Ainda assim, nem mesmo os atuais 40% de nacionalização de plataformas têm garantia de serem cumpridos, uma vez que, entre as operadoras, há a percepção de que vale mais a pena pagar multas pelo não cumprimento de conteúdo local do que arcar com o “Custo Brasil” em sua fabricação. 

É possível que isso ocorra, por exemplo, no FPSO de Mero 3. Segundo reportagem publicada pelo portal PetróleoHoje, da Editora Brasil Energia, na fase de negociações para afretamento da unidade, a Petrobrás teria permitido à Misc abrir mão do conteúdo local no FPSO para baixar o preço final do contrato.

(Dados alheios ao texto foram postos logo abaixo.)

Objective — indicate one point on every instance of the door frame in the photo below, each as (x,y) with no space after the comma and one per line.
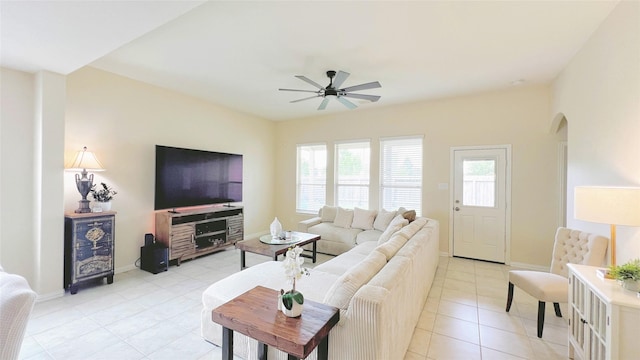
(507,220)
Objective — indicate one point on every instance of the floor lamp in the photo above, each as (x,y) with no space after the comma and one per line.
(608,205)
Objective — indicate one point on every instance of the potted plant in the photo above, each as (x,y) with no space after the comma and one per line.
(103,196)
(627,274)
(291,301)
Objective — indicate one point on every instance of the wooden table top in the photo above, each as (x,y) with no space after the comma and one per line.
(255,314)
(258,247)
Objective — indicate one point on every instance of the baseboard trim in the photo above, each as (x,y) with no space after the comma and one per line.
(525,266)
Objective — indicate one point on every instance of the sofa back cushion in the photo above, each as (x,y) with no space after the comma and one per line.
(383,219)
(363,219)
(396,224)
(341,292)
(344,218)
(328,213)
(391,247)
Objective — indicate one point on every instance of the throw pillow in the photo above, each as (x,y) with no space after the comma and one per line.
(396,224)
(383,219)
(328,213)
(409,215)
(363,219)
(344,218)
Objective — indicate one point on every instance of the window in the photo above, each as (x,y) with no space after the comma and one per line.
(352,174)
(401,173)
(311,188)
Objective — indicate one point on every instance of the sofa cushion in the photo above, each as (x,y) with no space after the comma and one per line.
(391,247)
(341,292)
(328,213)
(396,224)
(410,230)
(344,218)
(383,219)
(363,219)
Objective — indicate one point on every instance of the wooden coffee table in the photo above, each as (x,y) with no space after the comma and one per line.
(273,250)
(255,314)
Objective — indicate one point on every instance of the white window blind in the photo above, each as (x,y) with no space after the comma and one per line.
(311,183)
(352,174)
(401,173)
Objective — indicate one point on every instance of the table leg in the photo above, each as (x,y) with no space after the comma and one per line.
(315,244)
(262,351)
(227,344)
(323,348)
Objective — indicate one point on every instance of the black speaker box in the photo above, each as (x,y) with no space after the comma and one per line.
(154,258)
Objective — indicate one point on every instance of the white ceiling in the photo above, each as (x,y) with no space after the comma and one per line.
(238,53)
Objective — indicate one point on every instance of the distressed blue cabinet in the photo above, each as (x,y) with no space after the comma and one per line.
(89,248)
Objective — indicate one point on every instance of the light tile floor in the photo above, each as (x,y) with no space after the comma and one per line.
(146,316)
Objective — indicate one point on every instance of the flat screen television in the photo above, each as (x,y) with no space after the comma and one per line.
(188,177)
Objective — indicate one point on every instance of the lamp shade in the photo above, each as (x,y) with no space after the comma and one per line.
(85,160)
(608,205)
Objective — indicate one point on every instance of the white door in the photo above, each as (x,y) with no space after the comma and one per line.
(480,183)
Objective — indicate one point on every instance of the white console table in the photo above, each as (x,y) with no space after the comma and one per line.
(604,319)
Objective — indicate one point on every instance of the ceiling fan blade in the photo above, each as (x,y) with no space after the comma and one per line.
(346,103)
(310,97)
(323,104)
(309,81)
(372,98)
(371,85)
(340,78)
(314,91)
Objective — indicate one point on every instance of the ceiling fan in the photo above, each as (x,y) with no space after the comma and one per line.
(334,90)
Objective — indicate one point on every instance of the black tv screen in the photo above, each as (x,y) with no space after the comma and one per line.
(187,177)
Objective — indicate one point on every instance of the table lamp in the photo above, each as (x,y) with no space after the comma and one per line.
(608,205)
(84,160)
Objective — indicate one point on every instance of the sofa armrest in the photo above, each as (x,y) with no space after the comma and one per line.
(304,225)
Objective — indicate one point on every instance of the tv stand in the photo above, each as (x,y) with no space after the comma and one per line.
(190,234)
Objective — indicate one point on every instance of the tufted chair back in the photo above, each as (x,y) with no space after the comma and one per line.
(577,247)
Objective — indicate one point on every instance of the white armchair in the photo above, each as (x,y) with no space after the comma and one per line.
(16,303)
(571,246)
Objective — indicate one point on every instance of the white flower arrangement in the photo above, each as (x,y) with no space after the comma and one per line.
(293,269)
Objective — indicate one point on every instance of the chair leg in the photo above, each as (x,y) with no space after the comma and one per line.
(556,307)
(540,317)
(509,296)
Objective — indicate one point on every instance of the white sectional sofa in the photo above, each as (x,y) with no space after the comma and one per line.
(380,289)
(342,229)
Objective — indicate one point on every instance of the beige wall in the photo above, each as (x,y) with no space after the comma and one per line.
(122,120)
(518,116)
(599,94)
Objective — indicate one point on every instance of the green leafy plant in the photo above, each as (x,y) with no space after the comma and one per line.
(628,271)
(290,296)
(102,194)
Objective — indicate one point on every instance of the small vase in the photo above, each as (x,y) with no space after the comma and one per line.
(296,307)
(99,206)
(275,228)
(631,285)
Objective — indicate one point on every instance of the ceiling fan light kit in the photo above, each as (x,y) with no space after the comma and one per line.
(333,90)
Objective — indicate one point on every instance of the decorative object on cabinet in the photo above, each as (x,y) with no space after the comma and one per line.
(275,228)
(84,160)
(628,275)
(102,197)
(608,205)
(570,246)
(88,248)
(604,319)
(192,233)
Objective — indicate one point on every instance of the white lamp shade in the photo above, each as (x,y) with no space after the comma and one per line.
(608,205)
(85,160)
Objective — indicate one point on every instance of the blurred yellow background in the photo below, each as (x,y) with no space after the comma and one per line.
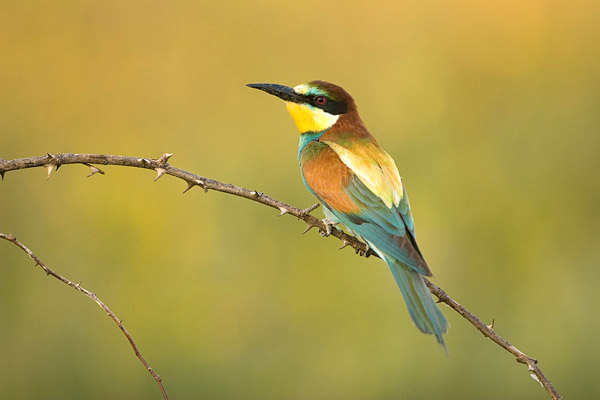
(490,109)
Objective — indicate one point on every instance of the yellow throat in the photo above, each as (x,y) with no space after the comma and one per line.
(310,119)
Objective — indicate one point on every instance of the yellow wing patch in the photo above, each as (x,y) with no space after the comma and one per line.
(376,170)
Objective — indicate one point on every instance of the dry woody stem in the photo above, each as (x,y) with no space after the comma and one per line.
(92,296)
(162,167)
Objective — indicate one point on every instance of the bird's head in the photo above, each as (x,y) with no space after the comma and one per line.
(315,106)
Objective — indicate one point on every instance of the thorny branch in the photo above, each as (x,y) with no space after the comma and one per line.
(162,167)
(79,288)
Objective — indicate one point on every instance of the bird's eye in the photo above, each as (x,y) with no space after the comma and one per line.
(320,99)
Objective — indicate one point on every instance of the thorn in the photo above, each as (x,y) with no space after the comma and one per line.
(190,185)
(309,226)
(159,172)
(49,169)
(164,158)
(95,170)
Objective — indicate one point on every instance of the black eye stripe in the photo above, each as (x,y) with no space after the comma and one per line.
(330,106)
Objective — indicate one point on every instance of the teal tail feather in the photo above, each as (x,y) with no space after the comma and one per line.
(422,308)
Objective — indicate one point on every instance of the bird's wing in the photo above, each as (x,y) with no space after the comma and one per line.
(377,171)
(362,187)
(375,168)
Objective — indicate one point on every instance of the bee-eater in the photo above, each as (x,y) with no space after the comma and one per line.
(359,186)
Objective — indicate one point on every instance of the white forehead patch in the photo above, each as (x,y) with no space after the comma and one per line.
(301,89)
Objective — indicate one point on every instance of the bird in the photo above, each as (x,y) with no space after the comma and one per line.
(360,187)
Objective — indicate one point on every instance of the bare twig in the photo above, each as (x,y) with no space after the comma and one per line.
(92,296)
(487,331)
(162,167)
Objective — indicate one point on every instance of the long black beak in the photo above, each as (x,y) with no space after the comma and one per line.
(283,92)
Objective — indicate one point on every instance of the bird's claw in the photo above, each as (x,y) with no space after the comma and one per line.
(365,253)
(329,224)
(305,211)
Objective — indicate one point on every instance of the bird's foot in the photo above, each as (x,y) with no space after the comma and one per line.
(368,252)
(305,211)
(329,224)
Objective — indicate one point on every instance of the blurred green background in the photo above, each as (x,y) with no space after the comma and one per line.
(491,111)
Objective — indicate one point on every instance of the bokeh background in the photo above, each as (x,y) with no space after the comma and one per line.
(490,109)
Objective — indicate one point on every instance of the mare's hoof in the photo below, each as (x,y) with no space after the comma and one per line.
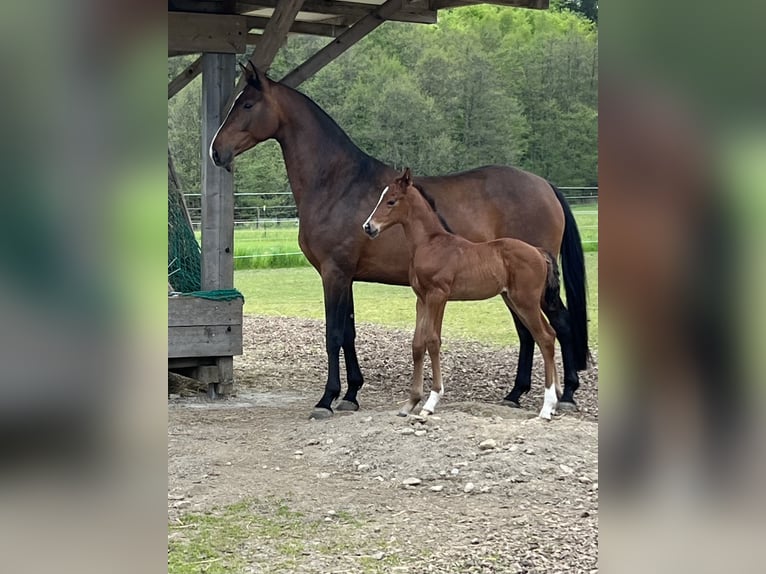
(320,414)
(568,406)
(345,405)
(510,403)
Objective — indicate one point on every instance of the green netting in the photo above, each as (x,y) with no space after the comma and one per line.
(183,250)
(217,295)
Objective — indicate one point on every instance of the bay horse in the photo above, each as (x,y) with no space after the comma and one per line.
(335,186)
(446,267)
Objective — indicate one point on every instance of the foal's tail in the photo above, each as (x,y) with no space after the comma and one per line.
(573,267)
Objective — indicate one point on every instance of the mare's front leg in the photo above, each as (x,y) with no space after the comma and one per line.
(433,344)
(353,372)
(418,356)
(337,290)
(559,318)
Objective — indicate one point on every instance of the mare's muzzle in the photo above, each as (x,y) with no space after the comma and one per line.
(370,229)
(221,159)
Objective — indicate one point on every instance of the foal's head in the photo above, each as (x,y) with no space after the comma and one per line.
(392,207)
(253,118)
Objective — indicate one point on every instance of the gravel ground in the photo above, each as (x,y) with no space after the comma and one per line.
(478,488)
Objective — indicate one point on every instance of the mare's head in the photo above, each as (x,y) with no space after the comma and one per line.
(253,118)
(392,207)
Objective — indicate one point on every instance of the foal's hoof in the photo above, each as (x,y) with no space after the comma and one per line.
(320,414)
(568,406)
(345,405)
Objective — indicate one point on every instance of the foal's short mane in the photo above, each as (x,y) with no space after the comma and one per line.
(432,203)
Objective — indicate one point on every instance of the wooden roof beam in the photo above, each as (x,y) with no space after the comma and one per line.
(194,32)
(271,40)
(416,11)
(311,28)
(533,4)
(342,43)
(185,77)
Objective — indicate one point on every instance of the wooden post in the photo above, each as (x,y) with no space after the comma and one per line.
(217,196)
(217,183)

“A perspectiva é que o cenário se manterá dessa forma se não houver uma cobrança e fiscalização maior das autoridades” disse um executivo da área de construção naval e offshore ao Ineep.

Enquanto isso, a indústria de construção naval e offshore no Brasil agoniza. Segundo o Sindicato Nacional da Indústria da Construção e Reparação Naval e Offshore (Sinaval), dos 42 estaleiros nacionais que estavam em operação em dezembro de 2014, 20 fecharam e apenas 15 estavam em operação em abril deste ano. Os postos de trabalho despencaram 82%, de 84 mil empregos diretos para 15 mil.

Somente no Rio de Janeiro, encerraram as operações de construção naval e offshore nos últimos anos os estaleiros Vard, SBM, Mauá, Aliança e Eisa. Em Pernambuco, o Vard Promar e o Atlântico Sul lutam para conseguir novas encomendas. Na Bahia, o Enseada do Paraguaçu, a exemplo de alguns de seus pares, foca na atividade de movimentação portuária, enquanto, no Rio Grande do Sul, o Ecovix tenta se reerguer após anos sem poder fechar novos contratos com empresas públicas por irregularidades desveladas pela Operação Lava Jato.

Todos esses estaleiros fizeram parte do movimento de retomada da indústria naval brasileira na primeira década deste século, puxada sobretudo pelas encomendas da Petrobras, sob o colchão da política de conteúdo local. Nesse período estaleiros brasileiros – alguns deles construídos para isto – receberam grandes encomendas da Petrobras, como os FPSOs replicantes (P-66 a P-73) e da cessão onerosa (P-74 a P-77), cerca de 120 embarcações pelo programa de renovação de sua frota de apoio marítimo (Prorefam), além de aproximadamente 50 petroleiros e gaseiros pelo programa de modernização e expansão da frota da Transpetro (Promef).

A experiência ficou, no entanto, marcada por dificuldades técnicas, atrasos na entrega de plataformas, exigências de nacionalização muitas vezes descoladas da realidade e os escândalos de corrupção nas contratações da Petrobras junto a epecistas e estaleiros brasileiros. O resultado foi a transferência de boa parte das obras a estaleiros asiáticos e uma quebradeira geral na engenharia brasileira que acabou contribuindo para o aumento do desemprego no país. Os problemas experimentados durante a última curva de aprendizagem não deveriam, contudo, justificar o desmonte da política de conteúdo local voltada a uma indústria com enorme potencial de empregabilidade e de fomento à inovação tecnológica e à engenharia nacional.

O Brasil tem pela frente a chance de utilizar suas reservas petrolíferas como âncora de um modelo de desenvolvimento industrializante, que lhe permita galgar posição menos vulnerável na divisão internacional do trabalho. A aposta nas receitas geradas pela exportação de óleo cru para alavancar a economia do país o deixará exposto à volatilidade da commodity e é insustentável em longo prazo. Caso típico da chamada “doença holandesa” ou “maldição dos recursos naturais”.